What's happening under the hood

A few implementation notes worth knowing as you operate this:

  • Rate limiting uses a token-bucket algorithm, which smooths throughput while allowing short bursts — friendlier to interactive sessions than a hard window.
  • Traffic accounting flushes to traffic_<username>.json every 10 seconds, so a crash costs at most a few seconds of stats.
  • Failed logins go to invalid_logins.log with the attempted credentials and IP; blocked IPs persist in blocked_ips.json.
  • TCP and UDP forwarding are both supported, plus DNSTT for DNS tunneling on hostile networks.

The full ecosystem

Component Repository
🔐 Server abdal-4iproto-server
⚙️ Web Panel abdal-4iproto-panel
💻 Windows Client abdal-4iproto-client
📱 Android Client abdal-4iproto-client-android
🖱️ CLI Installer abdal-4iproto-cli
🗝️ SSH KeyGen abdal-4iproto-server-ssh-keygen

Tip: the CLI installer automates OS/arch detection, SHA-256 verification, port config, key generation, and service registration if you'd rather skip the manual build.

🔗 Source: https://github.com/ebrasha/abdal-4iproto-server

FAQ

Do I need the GUI clients?
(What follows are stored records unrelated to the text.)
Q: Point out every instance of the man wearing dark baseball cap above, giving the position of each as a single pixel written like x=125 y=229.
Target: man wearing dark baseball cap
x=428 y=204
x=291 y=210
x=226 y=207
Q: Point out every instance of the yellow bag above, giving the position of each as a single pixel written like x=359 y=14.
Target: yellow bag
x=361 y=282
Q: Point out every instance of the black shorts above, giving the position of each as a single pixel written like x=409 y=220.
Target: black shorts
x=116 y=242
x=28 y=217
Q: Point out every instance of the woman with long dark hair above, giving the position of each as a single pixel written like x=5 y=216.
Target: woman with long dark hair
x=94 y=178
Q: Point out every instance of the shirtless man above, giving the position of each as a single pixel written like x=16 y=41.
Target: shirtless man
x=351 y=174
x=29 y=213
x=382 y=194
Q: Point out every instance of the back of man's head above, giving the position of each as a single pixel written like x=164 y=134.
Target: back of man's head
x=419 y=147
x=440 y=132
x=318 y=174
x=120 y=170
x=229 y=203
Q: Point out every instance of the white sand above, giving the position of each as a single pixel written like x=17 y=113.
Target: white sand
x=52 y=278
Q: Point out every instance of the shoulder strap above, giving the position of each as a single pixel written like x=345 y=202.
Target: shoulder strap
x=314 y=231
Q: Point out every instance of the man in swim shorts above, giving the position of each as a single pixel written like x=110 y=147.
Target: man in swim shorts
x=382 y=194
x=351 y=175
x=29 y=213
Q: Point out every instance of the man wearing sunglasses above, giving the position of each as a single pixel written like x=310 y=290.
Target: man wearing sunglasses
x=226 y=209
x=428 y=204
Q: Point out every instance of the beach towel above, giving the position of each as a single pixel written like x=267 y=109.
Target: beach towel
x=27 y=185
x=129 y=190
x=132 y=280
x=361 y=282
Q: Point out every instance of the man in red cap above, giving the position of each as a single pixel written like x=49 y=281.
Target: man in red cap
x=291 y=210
No — any SSH client with -D dynamic forwarding works. The clients just make it nicer.

How do I cap a user's speed? Add max_speed_kbps to their users.json entry (1024 = 1 MB/s).

What happens when a user hits their data quota? They're disconnected mid-session within 1–2 seconds and refused at next login until the quota resets.